First things first, this is not “the zone” that many creative folks (programmers, even) keep talking about – that near-mythical, yet real stretch of time where you get stuff done that would otherwise take days of toil. This is the often hated and derided “friendzone” that I’m going to talk about today.

In theory, it sounds a reasonable thing to hate on or be scared of, right? Imagine having feelings for someone and only to have them tell you that they want to be “just friends”. You cannot just extinguish your feelings for them in a moment, and are supposed to behave as if what you felt was just an aberration and then move on with life. Wouldn’t that be the perfect recipe for mental agony? A cruel joke played on you by your heart and your luck ganging up on your poor little self? For no fault of yours, you are being stuck in a place where you would never want to be, and are expected to grin and bear it. Well, like many other theories surrounding our emotions, this one too springs from a desire to find an easily digestible solution to a tricky situation. One which requires little or no introspection, and definitely no swallowing of a hard pill.

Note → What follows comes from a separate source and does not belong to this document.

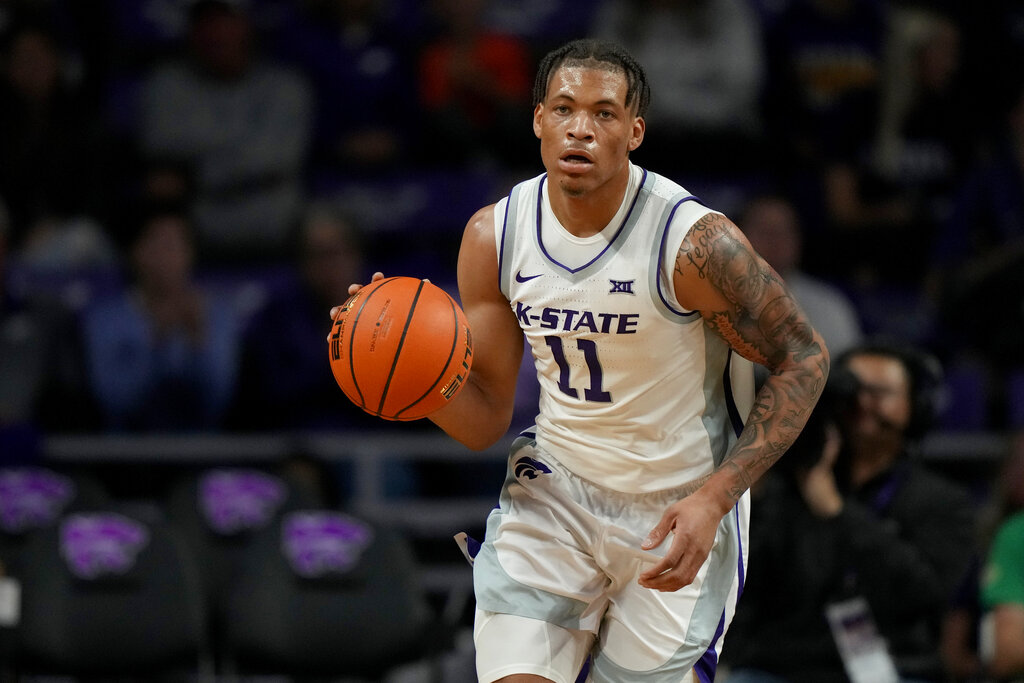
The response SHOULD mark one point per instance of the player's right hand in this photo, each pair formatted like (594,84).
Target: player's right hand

Most often, the friendzone is portrayed as this dreaded place where you are put (against your wish, of course) by someone who not only does not reciprocate your feelings for them, but also expects you to “take it on the chin” and continue being there for them. That’s exactly where I have a problem with the narrative. Firstly, just as you have the right to have feelings for someone, they too have an equal right to not feel for you in the same way (or in any way, in fact). Your feelings for someone are (sadly) not a prize you bestow on them. They are just what they are – your feelings, for someone. Secondly, no one can or should force you to “stay in the zone”. You have a right to take a step back and step away if it hurts you to listen to the “no”. What you do not have a right to is to make the other person’s life miserable or blame them in any manner for making yours miserable.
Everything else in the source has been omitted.